不慍不火的音調從被單跟床鋪間的縫細傳進耳裡,猶豫了許久,這次我沒選擇乖乖露出我的豬腦跟他對看,反而更是拉緊了被單矇著臉,駝鳥姿態被我表現的十分完美。

「不要無理取鬧!」

我知道我的舉動無疑是在他的頭上倒油再點上一把熊熊烈火,但我就是克制不住自己的任性,而紀司辰的燃點往往很低,一點星火就足以燎原。聽他這句低吼,我反而更加不知死活的捏緊被單,在小小的床上縮成小蝦米一般的大小。

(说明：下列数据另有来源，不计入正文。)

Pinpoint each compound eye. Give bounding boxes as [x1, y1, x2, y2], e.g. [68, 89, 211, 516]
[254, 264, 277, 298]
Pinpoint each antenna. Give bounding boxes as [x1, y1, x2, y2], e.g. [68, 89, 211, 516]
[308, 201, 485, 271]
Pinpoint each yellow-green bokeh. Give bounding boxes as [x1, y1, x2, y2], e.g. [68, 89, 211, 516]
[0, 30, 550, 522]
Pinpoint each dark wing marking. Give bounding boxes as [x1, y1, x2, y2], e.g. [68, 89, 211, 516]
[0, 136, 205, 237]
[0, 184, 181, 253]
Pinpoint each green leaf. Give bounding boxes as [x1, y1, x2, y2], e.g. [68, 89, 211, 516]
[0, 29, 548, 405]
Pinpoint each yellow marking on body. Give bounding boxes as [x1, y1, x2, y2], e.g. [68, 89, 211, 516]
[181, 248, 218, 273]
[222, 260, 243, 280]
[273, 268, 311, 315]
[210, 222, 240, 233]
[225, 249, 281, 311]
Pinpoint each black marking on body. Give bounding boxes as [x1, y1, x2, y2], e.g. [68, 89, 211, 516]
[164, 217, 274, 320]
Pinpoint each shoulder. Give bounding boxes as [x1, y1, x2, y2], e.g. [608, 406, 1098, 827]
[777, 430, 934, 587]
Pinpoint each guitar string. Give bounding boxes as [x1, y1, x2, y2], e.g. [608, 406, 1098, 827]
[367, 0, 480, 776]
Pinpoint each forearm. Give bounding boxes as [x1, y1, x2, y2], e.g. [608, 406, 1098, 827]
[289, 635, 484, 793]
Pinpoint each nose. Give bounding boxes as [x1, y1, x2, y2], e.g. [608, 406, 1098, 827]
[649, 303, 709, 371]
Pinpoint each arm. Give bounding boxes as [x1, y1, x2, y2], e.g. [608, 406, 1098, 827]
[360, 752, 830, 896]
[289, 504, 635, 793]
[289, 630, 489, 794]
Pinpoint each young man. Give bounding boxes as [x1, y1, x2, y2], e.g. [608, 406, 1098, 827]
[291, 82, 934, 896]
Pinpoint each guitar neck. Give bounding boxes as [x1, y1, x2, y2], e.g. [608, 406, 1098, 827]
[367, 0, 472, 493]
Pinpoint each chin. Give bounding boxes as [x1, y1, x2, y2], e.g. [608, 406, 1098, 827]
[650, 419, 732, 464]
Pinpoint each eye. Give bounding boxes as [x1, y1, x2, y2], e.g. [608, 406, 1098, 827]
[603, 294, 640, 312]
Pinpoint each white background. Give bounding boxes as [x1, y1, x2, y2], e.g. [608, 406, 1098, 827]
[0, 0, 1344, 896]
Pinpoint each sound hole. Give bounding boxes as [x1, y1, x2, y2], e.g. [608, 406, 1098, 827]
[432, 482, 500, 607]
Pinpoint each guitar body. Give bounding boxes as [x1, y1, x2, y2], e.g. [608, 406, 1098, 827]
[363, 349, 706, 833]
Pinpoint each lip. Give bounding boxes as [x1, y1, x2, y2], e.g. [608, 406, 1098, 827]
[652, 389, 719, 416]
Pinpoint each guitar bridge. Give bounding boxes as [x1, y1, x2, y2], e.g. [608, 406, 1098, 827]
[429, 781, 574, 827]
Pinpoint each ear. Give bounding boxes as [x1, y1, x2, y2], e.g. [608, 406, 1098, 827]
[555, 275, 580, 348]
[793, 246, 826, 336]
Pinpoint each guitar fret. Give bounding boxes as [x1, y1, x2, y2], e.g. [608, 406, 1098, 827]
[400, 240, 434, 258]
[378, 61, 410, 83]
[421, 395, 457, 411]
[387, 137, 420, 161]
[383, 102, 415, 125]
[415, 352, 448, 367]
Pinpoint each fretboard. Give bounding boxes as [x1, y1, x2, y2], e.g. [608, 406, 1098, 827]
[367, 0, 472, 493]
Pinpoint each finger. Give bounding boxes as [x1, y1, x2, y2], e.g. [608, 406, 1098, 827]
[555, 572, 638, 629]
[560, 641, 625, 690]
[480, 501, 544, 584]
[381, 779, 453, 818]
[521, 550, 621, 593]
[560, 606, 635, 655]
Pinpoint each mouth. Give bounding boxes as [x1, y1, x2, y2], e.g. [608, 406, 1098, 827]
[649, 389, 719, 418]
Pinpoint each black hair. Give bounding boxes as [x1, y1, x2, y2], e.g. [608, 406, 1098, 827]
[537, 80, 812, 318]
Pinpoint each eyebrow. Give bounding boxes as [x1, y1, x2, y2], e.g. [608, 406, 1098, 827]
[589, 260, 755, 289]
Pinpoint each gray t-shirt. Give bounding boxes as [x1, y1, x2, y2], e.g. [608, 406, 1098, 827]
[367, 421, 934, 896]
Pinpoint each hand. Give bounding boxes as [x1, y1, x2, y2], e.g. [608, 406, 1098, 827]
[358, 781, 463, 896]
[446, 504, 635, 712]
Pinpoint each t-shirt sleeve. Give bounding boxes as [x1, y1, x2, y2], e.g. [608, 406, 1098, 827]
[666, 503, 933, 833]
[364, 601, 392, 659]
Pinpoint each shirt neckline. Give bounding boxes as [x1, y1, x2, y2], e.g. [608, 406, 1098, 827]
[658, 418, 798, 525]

突然,我緊抓的白色被單從我手中脫離,取代被單的紀司辰雙手正分別放在我的頭兩側,簡單來說,他現在正替代被單橫在我身上。

「你幹嘛啦!」

我緊張的看了看四周,不看還好,一看之下,我覺得我的頭上也被倒了油,正燃燒著熊熊烈火。曉涵她們是什麼時候偷跑掉的?居然不說一聲就把空間留給我跟紀司辰在……對峙?

「妳在氣什麼?」

「沒有啊。」知道推不開他,我撇開頭,盯著雪白的牆面悶悶的回答。

「葉品姍說了什麼嗎?」

「沒有啊。」

「那妳為什麼在生悶氣?」

「沒有啊。」

「妳不喜歡我嗎?」

「沒有啊。」很順的回了這句,慢了一拍我才發覺剛剛他問的問題……

「你剛剛問我什麼?」

「沒有啊。」

「你少來!你剛剛是不是問了我怪怪的問題?」我把頭轉回來正視著他,在他眼底,我看見的不再是戲謔,而是擔憂。

說不出原因,我總覺得這樣的紀司辰我不是很能適應,難道我有了被害妄想症嗎?因為之前被迫害的太嚴重,所以現在才有這樣的負面發展?還是我剛剛真的摔到腦子了?以致於腦子判斷出這種不合常理的感覺來。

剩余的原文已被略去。